Les paysages sur lesquels elle s’attarde, ceux qui décalquent la vaste plaine grise qui s’étend et prédispose à la rêverie, semblent aspirés pour laisser place à d’autres, presque identiques. Ce qu’elle voit, elle l’écoute aussi. Les motifs, ici les poteaux télégraphiques, les toits, les nuages et les bosquets, autant de détails jetés à vive allure contre les parois de l’habitacle, s’agrègent en une musique tour à tour alerte ou paisible. Elle est assise, seule, dans le sens de la marche. Elle a laissé Marc et les patrons. Elle leur a dit qu’elle s’en allait, qu’elle quittait le travail, que c’était fini, qu’elle n’en pouvait plus. Les patrons ne l’ont pas suppliée de rester. Marc, lui, n’a rien pu faire. Le notaire a validé tous les papiers et, sa commission prise, a indiqué à Louise le montant qui lui revenait. Elle a mis une somme de côté et une partie lui sert pour venir à la capitale. Rejoindre qui, quoi ? Elle ne sait pas. Revoir ces personnes, ces gens du cinéma, revoir celui qu’elle a aimé une nuit, peut-être. Ses yeux ont ébloui un metteur en scène, ils peuvent en intéresser d’autres, pourquoi pas ? Elle ne sait pas comment s’y prendre, elle y va, tout simplement. La carte du directeur de production lui a fourni une adresse, elle a réservé une chambre dans un hôtel. Une valise et un sac, elle n’a que ça, et ses yeux, brillants comme des prunes au soleil.

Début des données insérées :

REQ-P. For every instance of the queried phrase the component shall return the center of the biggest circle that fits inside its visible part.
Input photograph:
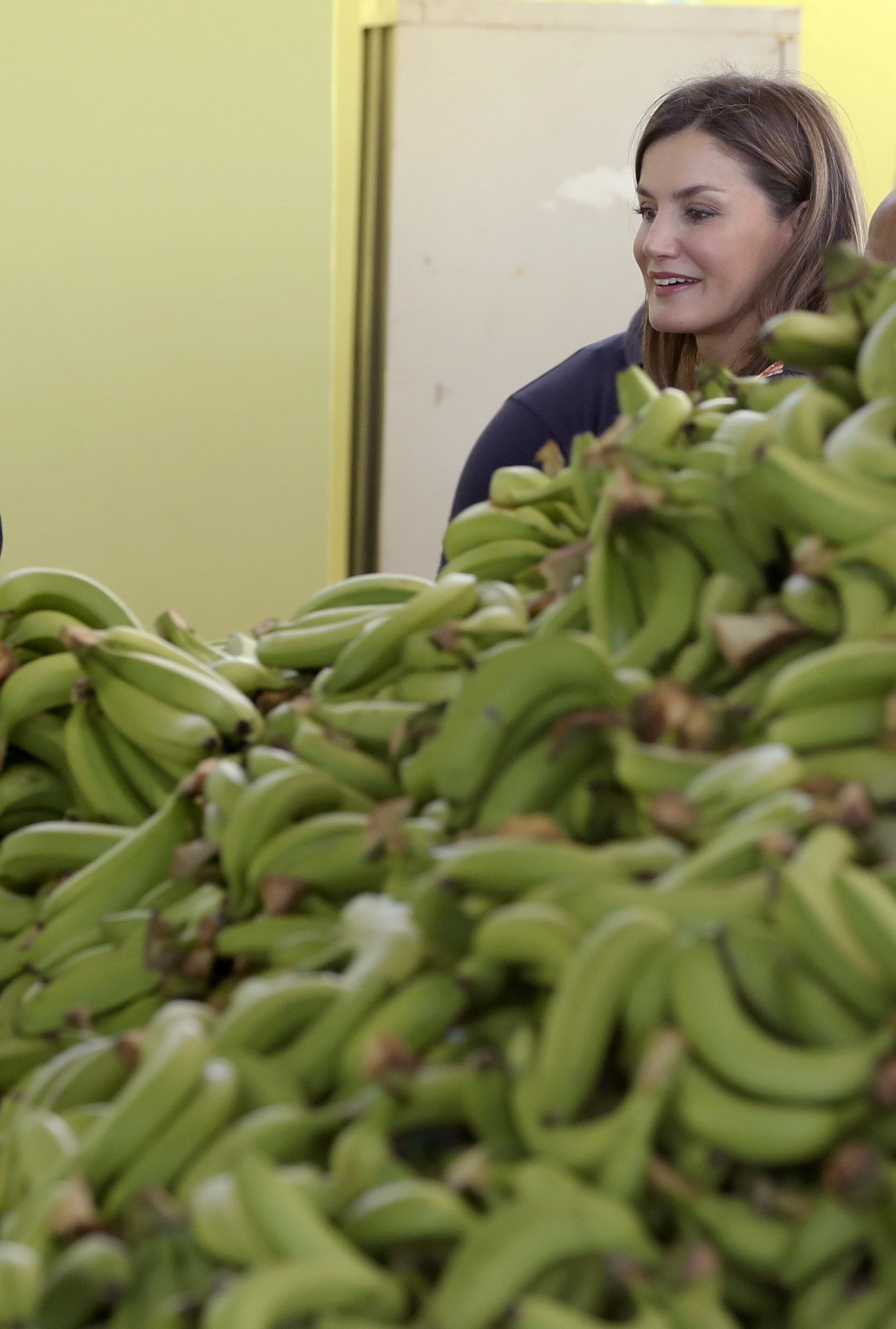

Le métro vole au cœur de la cité aux fenêtres régulières, et la portion d’espace et de temps entre deux stations crée une hallucination visuelle. Les immeubles sont animés par un puissant mouvement, on pourrait croire qu’ils glissent eux aussi sur des rails, jaillissent comme des automates géants, en guirlandes de béton, et derrière les vitres, chaque tour entre en collision avec la précédente, et la suivante attend d’être fracassée par l’effet de la perspective. Elle se concentre sur l’effet une quinzaine de secondes. La moiteur du compartiment charrie les odeurs des voyageurs, des aisselles aux résidus organiques des semelles. Et lorsque le dernier bâtiment recouvre tous les autres, anéantis, dissimulés sous un mille-feuille de béton, puis que lui-même disparaît sous les panneaux publicitaires, elle reprend ses esprits. Le train branle sans fluidité jusqu’à la station. Les femmes, les hommes, les enfants se lèvent, laissant claquer les strapontins. C’est la première fois qu’elle prend le métro. Hors de la rame, un ascenseur en panne repose au premier. Les voyageurs se bousculent, se disputent une marche, une rampe. Le soleil pousse les moins pressés vers la sortie. Des néons excitent les autres vers les correspondances. Elle les accompagne, le chemisier trempé, glacée par un vent venu des couloirs, les yeux remplis d’une vision de chaos urbanisé, jusqu’aux escaliers mécaniques, jusqu’à la sortie, jusqu’au pied de l’immeuble.